All your base64 are different to us

Code, CodeProject

The C++ source files for the stand-alone base64 encoder and decoder discussed in this post, plus a separate implementation of quoted-printable (RFC 2045, section 6.7), and the hex string converter I presented last year, can be found here:

There is a quote that goes “Standards are great! Everyone should have one.” or something along those lines. (Somewhat ironically, this quote, too, has many different variations, and has many attributions. The earliest I’ve found attributes it to George Morrow in InfoWorld 21 Oct 1985).

A case in point is the base64 encoding. Put simply, it’s a method of encoding an array of 8-bit bytes using an alphabet consisting of 64 different printable characters from the ASCII character set. This is done by taking three 8-bit bytes of source data, arranging them into a 24-bit word, and converting that into four 6-bit characters that maps onto the 64-character alphabet (since 6 bits is 0-63).

The original implementation was for privacy-enhanced e-mail (RFC 1421), then altered slightly for MIME (RFC 2045), and again in its own standard (RFC 4648).

When I was looking at base64, I was interested in three different varieties or flavours, namely the MIME version, the (per RFC 4648) standard base64, and base64url. These differ in how they handle line breaks and other illegal characters, what characters are used in the 64-character alphabet, and the use of padding at the end to make up an even triplet of bytes.

That’s three mostly similar but slightly different algorithms, so how to design an implementation? A number of designs are possible, of course, like:

  1. three copy-pasted and tweaked sets of functions
  2. hugely parameterised functions where every variation in algorithm or data can be altered in the call
  3. an inheritance tree, where virtual overridden functions alter behaviour

I chose to use a design that in my opinion takes the best from all of those, with none of the disadvantages.

The Wikipedia article has a handy table giving a summary of the differences between the variants, which gives eight possible differences of data or algorithm. I’ve elected to ignore the last of those, which is the addition of a checksum only used for OpenPGP (RFC 4880), since that is easily added outside the base64 coding. The sixth difference on Wikipedia’s list – line separator – can also be ignored since it can be inferred from the maximum line length. The remaining areas of difference are:

  • Character for index 62
  • Character for index 63
  • Character to use for padding
  • Whether fixed line length is used
  • Maximum line length
  • Handling of illegal characters

Fortunately, these are all integer types (bool and char are both integer types), so can be used as template parameters.

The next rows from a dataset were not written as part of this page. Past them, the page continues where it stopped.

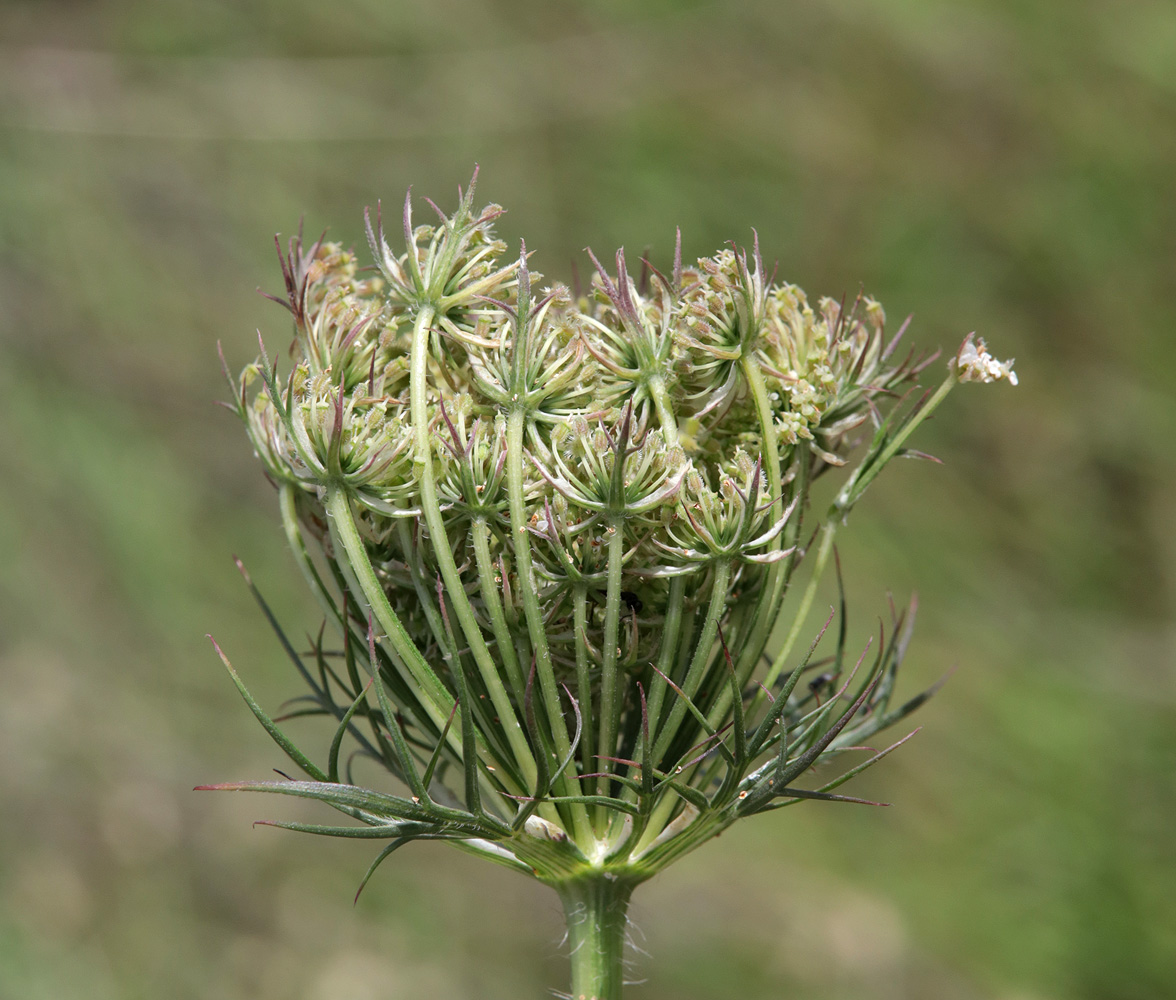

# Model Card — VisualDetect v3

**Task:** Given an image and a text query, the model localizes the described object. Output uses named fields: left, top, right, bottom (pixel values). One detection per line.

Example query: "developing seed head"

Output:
left=224, top=174, right=1025, bottom=861
left=233, top=181, right=948, bottom=694
left=215, top=172, right=1018, bottom=943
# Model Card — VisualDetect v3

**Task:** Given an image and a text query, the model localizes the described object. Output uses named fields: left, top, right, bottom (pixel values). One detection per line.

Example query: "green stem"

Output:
left=649, top=559, right=731, bottom=767
left=637, top=575, right=686, bottom=758
left=573, top=585, right=596, bottom=779
left=681, top=357, right=789, bottom=766
left=279, top=484, right=341, bottom=626
left=407, top=306, right=539, bottom=791
left=750, top=374, right=958, bottom=716
left=595, top=520, right=625, bottom=823
left=558, top=878, right=635, bottom=1000
left=760, top=518, right=837, bottom=694
left=837, top=371, right=957, bottom=514
left=391, top=520, right=517, bottom=784
left=324, top=483, right=454, bottom=730
left=730, top=357, right=785, bottom=685
left=470, top=517, right=527, bottom=705
left=631, top=563, right=731, bottom=857
left=648, top=374, right=678, bottom=445
left=505, top=406, right=594, bottom=844
left=325, top=485, right=520, bottom=813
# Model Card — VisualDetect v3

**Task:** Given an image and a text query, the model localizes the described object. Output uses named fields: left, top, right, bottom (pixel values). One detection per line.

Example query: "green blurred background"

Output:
left=2, top=1, right=1174, bottom=997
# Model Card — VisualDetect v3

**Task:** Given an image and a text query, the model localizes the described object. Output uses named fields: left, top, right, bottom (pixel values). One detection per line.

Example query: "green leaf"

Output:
left=354, top=838, right=412, bottom=904
left=195, top=779, right=450, bottom=825
left=815, top=728, right=920, bottom=796
left=254, top=819, right=415, bottom=839
left=751, top=787, right=889, bottom=811
left=368, top=618, right=430, bottom=803
left=208, top=636, right=328, bottom=783
left=329, top=681, right=373, bottom=784
left=746, top=606, right=835, bottom=758
left=421, top=700, right=459, bottom=791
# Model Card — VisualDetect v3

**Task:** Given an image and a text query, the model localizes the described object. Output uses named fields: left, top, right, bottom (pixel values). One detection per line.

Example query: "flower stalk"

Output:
left=202, top=170, right=1016, bottom=997
left=559, top=876, right=637, bottom=1000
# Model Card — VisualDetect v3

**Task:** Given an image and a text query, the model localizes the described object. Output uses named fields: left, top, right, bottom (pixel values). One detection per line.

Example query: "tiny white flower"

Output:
left=952, top=334, right=1018, bottom=386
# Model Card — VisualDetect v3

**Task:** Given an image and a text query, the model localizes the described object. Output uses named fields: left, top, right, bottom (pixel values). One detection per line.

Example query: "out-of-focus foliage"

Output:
left=0, top=2, right=1172, bottom=998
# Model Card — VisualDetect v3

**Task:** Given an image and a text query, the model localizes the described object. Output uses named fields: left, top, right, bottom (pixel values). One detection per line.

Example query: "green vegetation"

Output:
left=1, top=2, right=1173, bottom=998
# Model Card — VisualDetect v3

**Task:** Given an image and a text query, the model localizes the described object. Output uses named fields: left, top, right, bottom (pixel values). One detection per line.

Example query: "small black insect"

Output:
left=808, top=672, right=835, bottom=694
left=620, top=591, right=643, bottom=613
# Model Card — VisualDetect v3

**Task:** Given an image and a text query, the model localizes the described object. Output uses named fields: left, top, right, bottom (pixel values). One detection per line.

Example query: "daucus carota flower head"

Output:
left=206, top=169, right=1015, bottom=999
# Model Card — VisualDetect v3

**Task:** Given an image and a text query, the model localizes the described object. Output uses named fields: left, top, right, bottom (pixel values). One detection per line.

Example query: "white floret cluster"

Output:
left=953, top=334, right=1018, bottom=385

In other words, I can define a type to hold all possible variants:

  char Tchar62         // Character for index 62 in alphabet
  char Tchar63         // Character for index 63 in alphabet
  char TcharPad        // Character to use for padding, or 0 if 
                       // padding is not used
  bool TfixLineLength  // false if line length is fixed. If true, 
                       // maxLineLength is used
  int  TmaxLineLength  // Maximum (or fixed) line length. 0 if not 
                       // used. If used, CR+LF is used as linebreak
  bool TignoreIllegal> // if false, discards characters not in 
                       // alphabet; if true throws error on finding 
                       // illegal character
struct base64_variants
  // This type only has type information accessors
  // Get character for index 62 in alphabet
  static char char62()  
    { return Tchar62; } 
  // Get character for index 63 in alphabet
  static char char63()  
    { return Tchar63; }          
  // Get padding character, if any
  static char charPad() 
    { return TcharPad;  }
  // Check if padding is used
  static bool pad()     
    { return TcharPad > 0;  }
  // Check if line length is fixed
  static bool fixLineLength() 
    { return TfixLineLength;  }
  // Get maximum line length
  static int  maxLineLength() 
    { return TmaxLineLength;  }
  // Check if lines should be broken
  static bool lineBreaks()    
    { return TmaxLineLength>0;  }
  // Check if illegal characters may be ignored
  static bool ignoreIllegal() 
    { return TignoreIllegal;  }

What is the benefit of this? Well, it lets us express distinct sets of parameters to correspond to particular standards, like this:

// MIME variety of base64 (RFC 2045) 
typedef base64_variants<'+', '/', '=', false, 76, true> base64MIME;

// Plain standard (RFC 4648) base64
typedef base64_variants<'+', '/', '=', false, 0, false> base64;

// URL variety of base64 (RFC 4648)
typedef base64_variants<'-', '_', 0, false, 0, false> base64url;

This means that there is no risk of mixing up parameters in function calls – once a set is defined (and tested and verified to be correct) that can be used everywhere. The actual coding functions then get a very simple interface, with an input, an output, and variant type as only parameters:

// Encode C-style array of bytes
template<typename T>
void bytes_to_base64(const unsigned char* data, 
        size_t length, 
        std::string& str);

// Encode byte vector
template<typename T>
void bytes_to_base64(const std::vector<unsigned char>& data, 
        std::string& str);

// Decode to byte vector        
template<typename T>
void base64_to_bytes(const std::string& str, 
        std::vector<unsigned char>& data);

And this is how the use of these would look in code:

// Using test vectors from RFC 4648
const char* src = "fooba";
std::vector<unsigned char> data(src, src+5);
std::string result;

bytes_to_base64<base64>(data, result);

assert(result == "Zm9vYmE=");

base64_to_bytes<base64>(result, data);

result = std::string(data.begin(), data.end());
assert(result == "fooba");

Below is a short extract of the implementation, illustrating how the variant specification is used:

// Encode
template<typename T>
void bytes_to_base64(const unsigned char* data, size_t length, 
  std::string& str)
  // Calculate maximum expected size (bytes, padding, line breaks) 
  str.reserve((length * 4 ) / 3 + 3 + 
    (T::lineBreaks() ? 2 * length / T::maxLineLength() : 0) );

(I won’t post the whole implementation here. While it’s only 200 airy and thoroughly commented lines, it’s better to give you links to all the files, which I do at the beginning of this post.)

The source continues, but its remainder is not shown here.